Slated for launches in the early 2020s, they will help towns and cities become “hubs” to spur the low-carbon transition across the electricity, heat, cooling and transport sectors at a larger scale.
Energy and clean growth minister Claire Perry said: “We are at the start of a green revolution, as we move to more digital, data-driven smart systems that will bring us cleaner and cheaper energy.
“These projects, backed by government funding, are set to spark a transformation and change the way we interact with energy for the better as part of our modern Industrial Strategy.
“We’re excited to see how these businesses and project partners reveal how innovative tech, such as energy storage, heat networks and electric vehicles, can set us on the path to a smarter energy future. This is tomorrow’s world, today.”
Rob Saunders, deputy director for the challenge project at UK Research and Innovation, added: “We all need energy systems that are cheaper, cleaner and consumer-friendly.
“We have a great opportunity with these demonstrators to show just how innovation can deliver this energy ambition for the future.
“Supported by the Industrial Strategy Challenge Fund, these projects can drive investment, create high-quality jobs and grow companies with export potential.”
Smart energy systems demonstrators
The projects must demonstrate new, smarter, local energy approaches at scale, which can:
Provide cleaner, cheaper, more desirable energy services for the end user
Lead to more prosperous and resilient communities
Prove new business models that are suitable for investment and can grow and replicate in the 2020s
Provide evidence on the impacts and efficiency of novel energy system approaches by the early 2020s
The funded demonstrators are:
The Energy Superhub Oxford
The £41m Energy Superhub project will be built in Oxford to host the world’s largest commercial hybrid energy storage facility.
It will feature the world’s first transmission-connected 50 megawatts (MW) lithium ion and redox-flow hybrid battery systems, with the aim of balancing more intermittent renewable energy on the grid.
There will also be the potential for up to 100 electric vehicle rapid charging points installed across the city to encourage a greater uptake of clean cars and the electrification of public transport.
A network of 320 ground source heat pumps will be installed within or nearby social housing developments to help residents conserve energy and save money by controlling heating with their smart phones.
Artificial intelligence and cloud-hosted software will use algorithms to forecast and optimise energy supply and demand – which the project leader hopes will be reduced by 25% each year – as well as manage battery degradation.

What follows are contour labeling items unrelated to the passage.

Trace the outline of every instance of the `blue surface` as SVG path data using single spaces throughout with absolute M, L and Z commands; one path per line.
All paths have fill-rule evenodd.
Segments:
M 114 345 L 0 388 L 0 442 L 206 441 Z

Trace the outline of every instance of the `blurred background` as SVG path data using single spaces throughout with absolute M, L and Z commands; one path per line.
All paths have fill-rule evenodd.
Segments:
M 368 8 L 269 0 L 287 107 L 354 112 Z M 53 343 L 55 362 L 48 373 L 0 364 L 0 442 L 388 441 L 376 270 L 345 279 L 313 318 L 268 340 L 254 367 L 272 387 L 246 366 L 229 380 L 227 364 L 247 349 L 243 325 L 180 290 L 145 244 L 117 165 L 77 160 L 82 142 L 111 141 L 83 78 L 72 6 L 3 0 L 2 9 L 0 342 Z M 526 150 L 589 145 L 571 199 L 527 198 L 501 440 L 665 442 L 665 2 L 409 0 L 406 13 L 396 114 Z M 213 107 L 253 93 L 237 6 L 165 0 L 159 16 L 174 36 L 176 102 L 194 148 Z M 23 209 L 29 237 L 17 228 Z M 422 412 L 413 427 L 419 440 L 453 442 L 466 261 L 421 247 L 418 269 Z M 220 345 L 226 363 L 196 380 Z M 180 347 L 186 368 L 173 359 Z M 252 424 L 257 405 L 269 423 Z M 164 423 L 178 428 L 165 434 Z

A consortium led by London-based energy firm Pivot Power – also including Habitat Energy, Kensa, redT Energy and the University of Oxford – will work with Oxford City Council to lead the project.
It will support the city’s efforts to create the world’s first zero-emission zone by 2020.
A pioneering virtual energy system will be created in Orkney, an archipelago off the north-eastern coast of Scotland, in order to establish the “energy system of the future”.
It aims to interlink local electricity, transport and heat networks into a single controllable, overarching digital system – thereby optimising efficiency and lowering emissions.
The government says Orkney uses a greater mix of renewable energy than the rest of the UK but struggles to maximise usage of this generation due to a limited grid capacity.
The £28.5m ReFLEX project will deliver an extensive new pool of flexible demand technologies at regional scale.
Up to 600 batteries, 200 vehicle-to-grid chargers, 600 electric vehicles and 100 flexible heating systems will be introduced to the “smart energy island”, alongside an electric bus and e-bike transport system.
Orkney’s new FlexiGrid software platform will charge flexible energy assets during periods of peak local renewable generation and release stored energy during times of peak demand.
A new peer-to-peer trading service will be created so individuals can sell energy they generate with each other to incentivise the consumption or storage of energy when generation is high – and encourage uptake of low-carbon heating and transport.
The European Marine Energy Centre will lead the project in a consortium also involving Aquatera, Community Energy Scotland, Doosan-Babcock, Heriot-Watt University, Orkney Islands Council and Solo Energy.
Project Leo – or Local Energy Oxfordshire – is a smart energy system that utilises a local, responsive electricity grid with improved flexibility.
The £40m project – which includes £26m in private funding – will explored technologies such as battery storage, electric vehicles and demand-side management.
By creating a local energy marketplace, it will enable energy loads to be virtually aggregated ad dispatched flexibly across about 90 participating projects.
It will also involve peer-to-peer trading, forecasting of energy demand and testing investment models in various markets.
Project Leo aims to replicate and trial aspects of the distribution system operator (DSO) models being explored by industry, government and the energy regulator.
National energy supplier Scottish and Southern Electricity Networks (SSEN) will lead the project alongside EDF Energy, Nuuve, Open Utility, Origami Energy, Oxford Brookes University, Oxford City Council, Oxfordshire County Council, The Low Carbon Hub CIC and University of Oxford.
Smart Hub SLES
Based in West Sussex, the Smart Hub SLES project will integrate smart energy management across council housing, private homes, transport infrastructure and commercial properties.
A hybrid hydrogen and electric vehicle filling station, along with mesh networks for power management, will be among the technologies deployed.
A virtual power plant will also be established to optimise heat networks, solar and storage assets, and both electric and hydrogen-fuelled transport.
It will integrate several platforms that can dynamically monitor and respond to energy demand and generation, thereby improving the grid’s resilience to overloading.
The consortium will include Advanced Infrastructure, Connected Energy, Flexitricity, Honda Motor Europe, ITM Power, ICAX, Moixa Technology, Passiv- Systems, Switch2 Energy, The Carbon and Energy Fund and West Sussex County Council.